La etapa también reordenó la pelea detrás de los dos grandes favoritos. Isaac del Toro perdió 1:31 y cayó a la séptima plaza de la general, mientras Evenepoel se instaló en el podio, Seixas entró en el top cinco y Juan Ayuso escaló posiciones por delante de ambos corredores más jóvenes. UAE, por tanto, ganó tiempo gracias a Pogačar mientras perdía una segunda posición destacada en la general, un intercambio que simplifica el liderazgo pero reduce el número de cartas que el equipo puede jugar frente a ataques de largo recorrido.

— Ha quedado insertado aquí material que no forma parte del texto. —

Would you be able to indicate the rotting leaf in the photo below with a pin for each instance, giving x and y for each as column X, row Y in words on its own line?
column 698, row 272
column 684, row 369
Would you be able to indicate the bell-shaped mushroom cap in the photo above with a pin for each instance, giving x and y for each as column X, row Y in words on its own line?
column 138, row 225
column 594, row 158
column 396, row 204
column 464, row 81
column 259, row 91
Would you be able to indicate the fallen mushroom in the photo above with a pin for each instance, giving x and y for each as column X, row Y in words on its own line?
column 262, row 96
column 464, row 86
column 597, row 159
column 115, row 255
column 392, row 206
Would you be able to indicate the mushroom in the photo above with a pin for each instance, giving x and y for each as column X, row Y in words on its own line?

La victoria fue la 24ª de Pogačar en etapas del Tour y lo convirtió en el primer corredor en ganar tres etapas disputadas un 14 de julio. Ese récord tiene su carga simbólica, pero el logro deportivo es más contundente: tres victorias en las diez primeras etapas mientras carga con el peso de máximo favorito. Ha sido capaz de disputar etapas sin permitir que la pugna diaria por las victorias debilitara su control de la clasificación general.
El control cambia ahora de bando. UAE puede juzgar las fugas por su composición, defenderse de forma selectiva y obligar a Visma a desgastar corredores antes de que Vingegaard ataque. Vingegaard no puede esperar a que Pogačar tenga un mal día por voluntad propia; su equipo debe generar presión repetida, aislar al líder de la carrera y asumir el riesgo de un contraataque, inherente a cualquier movimiento lo bastante grande como para recuperar tres minutos y medio.
La etapa 10 no decidió el Tour, pero reescribió su economía: Pogačar es dueño del tiempo, y todos los demás deben gastar energía para comprarlo de vuelta.